Já pensou quantas vezes você se sente frustrada durante o dia? É o trabalho que não corre às mil maravilhas, os amigos que ficaram de telefonar e nada… Contudo, você desenvolveu mecanismos de defesa que lhe permitem enfrentar esses momentos manos agradáveis e ultrapassá-los.

Ora, essa capacidade desenvolve-se desde pequeno e o “não” é um dos factores contribui para esse crescimento. Isto não significa que deva estar constantemente alerta e a controlar-lhe os movimentos, pois o seu filho precisa de tentar fazer as coisas por si mesmo de até de errar. Assim, poderá avaliar as suas limitações e posteriormente a aceitá-las.

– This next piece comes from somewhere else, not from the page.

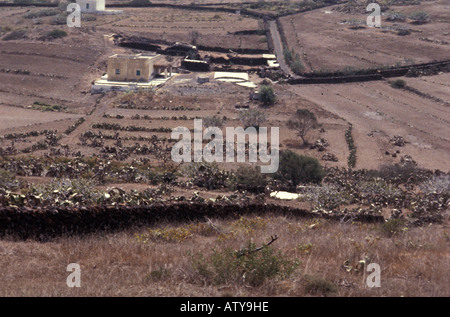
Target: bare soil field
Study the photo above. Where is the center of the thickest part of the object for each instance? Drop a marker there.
(326, 39)
(175, 25)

Durante esta exploração dos limites e aceitação das frustrações, as crianças aprendem que as tarefas podem ser mais facilmente desempenhadas se tiverem a ajuda de outra pessoa, o que leva a um crescendo de humildade, característica de personalidade que todos nós apreciamos nos outros. Só se a disciplina conviver com a liberdade, é que conseguiremos ter adultos maduros, autónomos e autoconfiantes.


As virtudes dos limites

O seu filho sentir-se-á muito mais seguro se souber até onde pode ir. Na perspectiva de uma criança, os limites podem ser desagradáveis porque o impedem de fazer o que bem lhe apetece mas, ao mesmo tempo, funcionam como barreia que preserva a segurança.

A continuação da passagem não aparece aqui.